1. Tanggal 17 Februari 1957

Telah terbentuk Panitia Penuntutan Kabupaten Daerah Otonom Tingkat II yang diketuai oleh M. Jalaluddin dan Sekretarisnya Imansyah. Pada waktu itu juga kerukunan Keluarga Bakumpai (KKB) ikut mengajukan tuntutan agar Kewedanan Marabahan dapat ditingkatkan menjadi kabupaten.

2. Tanggal 15 Maret 1957

Panitia Penuntut Kabupaten mengadakan rapat yang dihadiri oleh Partai Politik dan Organisasi Masa untuk menyusun resolusi yang isinya memohon kepada Pemerintah agar kewedanaan Marabahan dapat ditingkatkan menjadi Daerah Otonom Tingkat II yang diberi nama kabupaten dalam waktu yang sesingkatsingkatnya.

3. Tanggal 1 Juni 1957

Panitia Penuntut kabupaten mengadakan rapat untuk menentukan sikap dengan dibentuknya Provinsi Kalimantan Tengah.

4. Bulan Juli 1957

Membentuk Panitia Penampung Hasrat Rakyat Marabahan dengan Ketua H. Marli Hasan, Wakil Ketua M. Jalaludin dan Sekretaris H. Syarkani.
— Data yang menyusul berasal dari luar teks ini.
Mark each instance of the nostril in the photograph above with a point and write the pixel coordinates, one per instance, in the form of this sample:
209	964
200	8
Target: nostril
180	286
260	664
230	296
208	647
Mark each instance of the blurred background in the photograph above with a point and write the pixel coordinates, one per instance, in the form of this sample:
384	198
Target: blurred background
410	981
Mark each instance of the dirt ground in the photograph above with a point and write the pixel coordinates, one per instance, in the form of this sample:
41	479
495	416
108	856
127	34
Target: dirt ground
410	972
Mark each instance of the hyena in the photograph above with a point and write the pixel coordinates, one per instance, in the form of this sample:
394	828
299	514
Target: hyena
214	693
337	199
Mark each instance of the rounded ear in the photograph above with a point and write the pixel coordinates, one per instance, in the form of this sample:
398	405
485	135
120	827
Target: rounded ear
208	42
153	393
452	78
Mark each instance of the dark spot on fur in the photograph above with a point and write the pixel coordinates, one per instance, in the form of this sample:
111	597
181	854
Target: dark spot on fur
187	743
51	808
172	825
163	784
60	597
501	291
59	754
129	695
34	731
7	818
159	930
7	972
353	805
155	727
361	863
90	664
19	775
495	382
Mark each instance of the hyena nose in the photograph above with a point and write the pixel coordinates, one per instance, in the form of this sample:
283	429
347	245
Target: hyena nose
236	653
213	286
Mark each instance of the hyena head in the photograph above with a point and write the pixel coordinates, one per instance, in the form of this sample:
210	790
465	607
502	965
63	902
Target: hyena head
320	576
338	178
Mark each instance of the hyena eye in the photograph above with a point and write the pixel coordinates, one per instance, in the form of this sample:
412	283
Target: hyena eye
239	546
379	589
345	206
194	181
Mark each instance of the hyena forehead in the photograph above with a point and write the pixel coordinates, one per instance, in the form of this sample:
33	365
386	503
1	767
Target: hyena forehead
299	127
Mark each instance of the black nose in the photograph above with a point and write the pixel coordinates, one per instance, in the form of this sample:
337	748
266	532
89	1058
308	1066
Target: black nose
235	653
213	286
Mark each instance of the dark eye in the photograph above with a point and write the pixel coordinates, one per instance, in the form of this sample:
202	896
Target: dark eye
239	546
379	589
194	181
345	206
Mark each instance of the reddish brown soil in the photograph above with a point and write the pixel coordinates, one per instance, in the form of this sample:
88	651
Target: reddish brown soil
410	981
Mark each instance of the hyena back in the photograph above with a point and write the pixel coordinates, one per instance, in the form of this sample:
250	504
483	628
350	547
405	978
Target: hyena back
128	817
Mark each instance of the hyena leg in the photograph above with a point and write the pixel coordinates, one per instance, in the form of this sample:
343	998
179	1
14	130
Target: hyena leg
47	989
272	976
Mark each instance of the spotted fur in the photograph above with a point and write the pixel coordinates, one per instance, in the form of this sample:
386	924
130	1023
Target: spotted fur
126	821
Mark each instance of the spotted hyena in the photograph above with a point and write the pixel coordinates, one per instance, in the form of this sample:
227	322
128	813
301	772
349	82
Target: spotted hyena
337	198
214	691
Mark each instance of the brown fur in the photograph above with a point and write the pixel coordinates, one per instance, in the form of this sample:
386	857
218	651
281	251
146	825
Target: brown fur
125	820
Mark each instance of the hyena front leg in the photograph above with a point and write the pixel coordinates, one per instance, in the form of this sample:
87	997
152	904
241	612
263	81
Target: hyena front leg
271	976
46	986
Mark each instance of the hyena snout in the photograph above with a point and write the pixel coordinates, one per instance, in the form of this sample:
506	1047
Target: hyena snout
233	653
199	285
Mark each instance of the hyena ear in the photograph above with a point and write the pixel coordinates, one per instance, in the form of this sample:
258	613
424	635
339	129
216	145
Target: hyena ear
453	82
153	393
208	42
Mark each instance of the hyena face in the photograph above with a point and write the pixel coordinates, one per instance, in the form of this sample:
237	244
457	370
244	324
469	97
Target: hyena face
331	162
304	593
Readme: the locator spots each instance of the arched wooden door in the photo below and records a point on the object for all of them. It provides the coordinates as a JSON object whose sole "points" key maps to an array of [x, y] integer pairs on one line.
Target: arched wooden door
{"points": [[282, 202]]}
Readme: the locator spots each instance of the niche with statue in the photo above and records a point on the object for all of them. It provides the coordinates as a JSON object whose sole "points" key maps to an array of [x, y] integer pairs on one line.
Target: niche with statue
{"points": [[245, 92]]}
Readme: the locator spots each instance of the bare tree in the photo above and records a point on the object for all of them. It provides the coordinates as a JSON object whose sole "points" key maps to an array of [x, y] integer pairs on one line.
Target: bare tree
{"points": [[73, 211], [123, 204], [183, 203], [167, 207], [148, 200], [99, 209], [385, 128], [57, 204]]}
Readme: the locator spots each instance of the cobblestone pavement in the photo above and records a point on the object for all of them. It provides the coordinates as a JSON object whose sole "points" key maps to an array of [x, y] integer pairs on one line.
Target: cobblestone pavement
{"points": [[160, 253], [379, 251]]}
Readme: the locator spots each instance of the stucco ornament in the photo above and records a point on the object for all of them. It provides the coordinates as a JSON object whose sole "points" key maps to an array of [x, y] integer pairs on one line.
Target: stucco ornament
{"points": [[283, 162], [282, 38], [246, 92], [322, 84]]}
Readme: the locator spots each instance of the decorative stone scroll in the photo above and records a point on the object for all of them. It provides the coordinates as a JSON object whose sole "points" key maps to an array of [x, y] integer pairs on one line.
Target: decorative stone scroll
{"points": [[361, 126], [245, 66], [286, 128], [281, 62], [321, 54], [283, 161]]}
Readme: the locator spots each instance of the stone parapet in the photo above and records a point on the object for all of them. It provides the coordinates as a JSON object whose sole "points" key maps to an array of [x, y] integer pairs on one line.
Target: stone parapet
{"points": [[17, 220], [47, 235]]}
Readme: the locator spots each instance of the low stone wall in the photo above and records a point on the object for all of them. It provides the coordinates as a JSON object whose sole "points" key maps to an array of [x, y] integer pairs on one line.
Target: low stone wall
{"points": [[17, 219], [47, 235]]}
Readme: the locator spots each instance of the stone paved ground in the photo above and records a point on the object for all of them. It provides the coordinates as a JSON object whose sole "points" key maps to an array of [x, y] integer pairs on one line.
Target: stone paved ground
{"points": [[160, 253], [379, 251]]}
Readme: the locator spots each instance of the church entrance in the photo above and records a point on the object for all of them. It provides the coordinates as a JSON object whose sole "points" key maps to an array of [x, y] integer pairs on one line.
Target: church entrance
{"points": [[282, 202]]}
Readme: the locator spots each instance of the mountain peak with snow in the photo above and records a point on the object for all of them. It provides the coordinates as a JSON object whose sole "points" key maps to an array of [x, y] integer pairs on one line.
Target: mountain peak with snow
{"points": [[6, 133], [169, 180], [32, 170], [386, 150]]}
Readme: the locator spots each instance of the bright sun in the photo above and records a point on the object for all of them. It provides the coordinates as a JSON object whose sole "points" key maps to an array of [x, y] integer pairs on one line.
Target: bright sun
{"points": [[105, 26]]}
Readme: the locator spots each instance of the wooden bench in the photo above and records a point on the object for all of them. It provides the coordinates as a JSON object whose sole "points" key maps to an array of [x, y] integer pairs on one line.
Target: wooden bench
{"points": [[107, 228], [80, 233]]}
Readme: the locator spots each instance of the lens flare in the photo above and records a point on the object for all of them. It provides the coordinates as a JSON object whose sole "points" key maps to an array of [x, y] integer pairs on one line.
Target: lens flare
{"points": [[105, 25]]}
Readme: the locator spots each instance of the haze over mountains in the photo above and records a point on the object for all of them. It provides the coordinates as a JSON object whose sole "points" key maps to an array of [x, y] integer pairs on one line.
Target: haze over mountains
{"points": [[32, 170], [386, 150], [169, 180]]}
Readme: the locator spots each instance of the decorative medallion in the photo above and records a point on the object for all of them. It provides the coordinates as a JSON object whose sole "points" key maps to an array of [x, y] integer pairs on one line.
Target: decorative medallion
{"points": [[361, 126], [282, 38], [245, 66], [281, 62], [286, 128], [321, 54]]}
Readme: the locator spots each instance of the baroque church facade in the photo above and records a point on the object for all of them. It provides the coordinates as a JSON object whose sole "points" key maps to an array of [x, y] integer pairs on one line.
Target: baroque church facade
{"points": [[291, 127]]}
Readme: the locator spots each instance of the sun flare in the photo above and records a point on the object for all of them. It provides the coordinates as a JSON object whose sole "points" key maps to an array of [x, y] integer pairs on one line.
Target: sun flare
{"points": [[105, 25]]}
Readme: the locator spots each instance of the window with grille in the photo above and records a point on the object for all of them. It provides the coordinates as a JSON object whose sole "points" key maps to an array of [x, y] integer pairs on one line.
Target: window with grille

AB.

5. Tanggal 15 Juli 1957

Panitia Penampungan Hasrat Rakyat Marabahan mengadakan rapat umum di Pasar Marabahan dengan kesimpulan apabila tuntutan menjadi kabupaten tidak berhasil, masih terbuka jalan untuk menjadi kabupaten di Kalimantan Tengah.

6. Tanggal 17 Juli 1957

Presiden Soekarno berkunjung ke Banjarmasin dan menanggapi cara tuntutan Panitia Penampungan Hasrat Rakyat Marabahan yang menyatakan akan masuk Kalimantan Tengah dengan perkataan : “Mis Begrifven Demokrasi”. Akibat adanya tanggapan presiden tersebut, maka komando P.D.M. Martapura Letnan H. Muhammad Noor bersama Bupati Kepala Daerah Kabupaten Banjar yang diwakili Oleh H. Mukerad Bakeri, Ketua DPRD Bidang Ekonomi datang ke Marabahan untuk melihat secara dekat keadaan situasi Marabahan, namun kenyataannya Marabahan tetap aman.

7. Tanggal 18 Juli 1957

Sebagai pengurus mengundurkan diri dari kepanitian

8. Tanggal 20 Juli 1957

Mukrad Bakeri dan Wedana Mustafa Ideham memberi penjelasan kepada tokoh masyarakat untung ruginya masuk Kalimantan Tengah.

9. Tanggal 24 Juli 1957

Diadakan rapat untuk melengkapi personalia Panitia Gabungan Partai Politik diadakan Organisasi Massa Penuntut Kabupaten dengan susunan panitia baru sebagai berikut :

- Ketua : Baidillah - Wakil Ketua : M. Taosun Ma'ruf - Penulis I : Anang Asran - Penulis II : Darmansyah - Bendahara : Maksum - Pembantu : Semua anggota partai/organisasi yang ada.

10. Bulan Agustus 1957

DPRDP Kabupaten Banjar mengadakan kunjungan ke Marabahan sekaligus berdialog dengan tokoh masyarakat, pamong praja dan parpol/ormas.

11. Tanggal 8 Agutus 1957

DPRDP Kabupaten Banjar dalam sidangnya mengambil keputusan yang isinya pada Pemerintah Pusat agar Daerah Swatantra Tingkat II Kabupaten Banjar dibagi menjadi 3 (tiga) wilayah sebagai berikut :

a. Kabupaten Banjar Barat meliputi Kewedanan Kayu Tangi;

b. Kabupaten Banjar Tengah meliputi Kewedanan Ulin;

c. Kabupaten Banjar Timur meliputi Kewedanan Barito Kuala.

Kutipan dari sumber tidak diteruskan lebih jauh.